Wenn man über Kosten von Sanktionen für die deutsche Wirtschaft, für die europäische Wirtschaft redet, dann sind die niemals so hoch wie das, was wir gerade an Handel und Investitionen mit Russland tätigen. Weil in dem Moment, in dem es schwieriger wird, mit Russland Geschäfte zu machen, weicht man aus auf andere Märkte. Das heißt, der tatsächliche Verlust ist deutlich geringer.

Andersherum sieht das schon anderes aus. Russland ist massiv auf Exporte nach und Importe aus Europa angewiesen. Exporte sind vor allem die erwähnten Rohstoffe Gas und Öl.  In der anderen Richtung ist Russland definitiv angewiesen auf europäische oder westliche Technologie-Importe.

Angesichts dieser beschriebenen Abhängigkeiten: Könnte das nicht dazu führen, dass die Europäer sagen. Okay, dann machen wir es aber härter?

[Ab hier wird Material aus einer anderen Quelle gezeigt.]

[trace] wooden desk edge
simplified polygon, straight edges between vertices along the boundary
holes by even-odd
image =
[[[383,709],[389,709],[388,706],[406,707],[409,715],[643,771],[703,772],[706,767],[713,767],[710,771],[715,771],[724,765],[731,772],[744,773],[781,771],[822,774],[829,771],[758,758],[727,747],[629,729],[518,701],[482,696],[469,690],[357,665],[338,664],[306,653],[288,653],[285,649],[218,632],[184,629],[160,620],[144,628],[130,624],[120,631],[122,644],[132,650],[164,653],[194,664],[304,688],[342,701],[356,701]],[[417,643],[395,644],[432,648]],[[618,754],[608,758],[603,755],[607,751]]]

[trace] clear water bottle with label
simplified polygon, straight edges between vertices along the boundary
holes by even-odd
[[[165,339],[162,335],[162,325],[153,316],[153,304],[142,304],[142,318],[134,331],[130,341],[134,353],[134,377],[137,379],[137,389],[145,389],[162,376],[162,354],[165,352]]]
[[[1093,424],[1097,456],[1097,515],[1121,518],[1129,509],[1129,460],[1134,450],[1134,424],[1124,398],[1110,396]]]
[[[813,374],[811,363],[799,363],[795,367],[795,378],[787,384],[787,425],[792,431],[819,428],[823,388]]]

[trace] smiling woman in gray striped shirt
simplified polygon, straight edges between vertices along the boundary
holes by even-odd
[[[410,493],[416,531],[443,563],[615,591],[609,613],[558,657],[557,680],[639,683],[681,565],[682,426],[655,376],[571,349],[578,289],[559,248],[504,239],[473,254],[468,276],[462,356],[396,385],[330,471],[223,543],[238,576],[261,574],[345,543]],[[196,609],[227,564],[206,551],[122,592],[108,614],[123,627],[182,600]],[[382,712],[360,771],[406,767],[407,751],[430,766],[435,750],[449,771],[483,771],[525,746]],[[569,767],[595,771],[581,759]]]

Ich würde es eher so sagen, das Europa, sofern es eine klare Position hätte, durchaus da noch mehr Einfluss hätte in dem, was sie tun können. Aber es ist ja, wie man sieht, nicht unbedingt immer eine gemeinsame europäische Position zu sehen. Und Sanktionen werden natürlich auf europäischer Ebene verhängt. Die Wirkung von Sanktionen hat natürlich ganz viel mit dem mit den Botschaften drumherum zu tun. Die besten Sanktionen sind die, die nie verhängt werden müssen, weil man sozusagen damit droht, etwas zu tun und dann aber gar nicht machen muss, weil im Vorhinein schon darauf eingegangen wird. Dieses Spiel spielt Europa noch nicht so gut.

Julian Hinz forscht zu Themen des internationalen Handels, der Migration und der angewandten Ökonometrie. Er ist Leiter der Trade Policy Task Force am Kiel Institut für Weltwirtschaft und Juniorprofessor für Internationale Volkswirtschaftslehre an der Universität Bielefeld.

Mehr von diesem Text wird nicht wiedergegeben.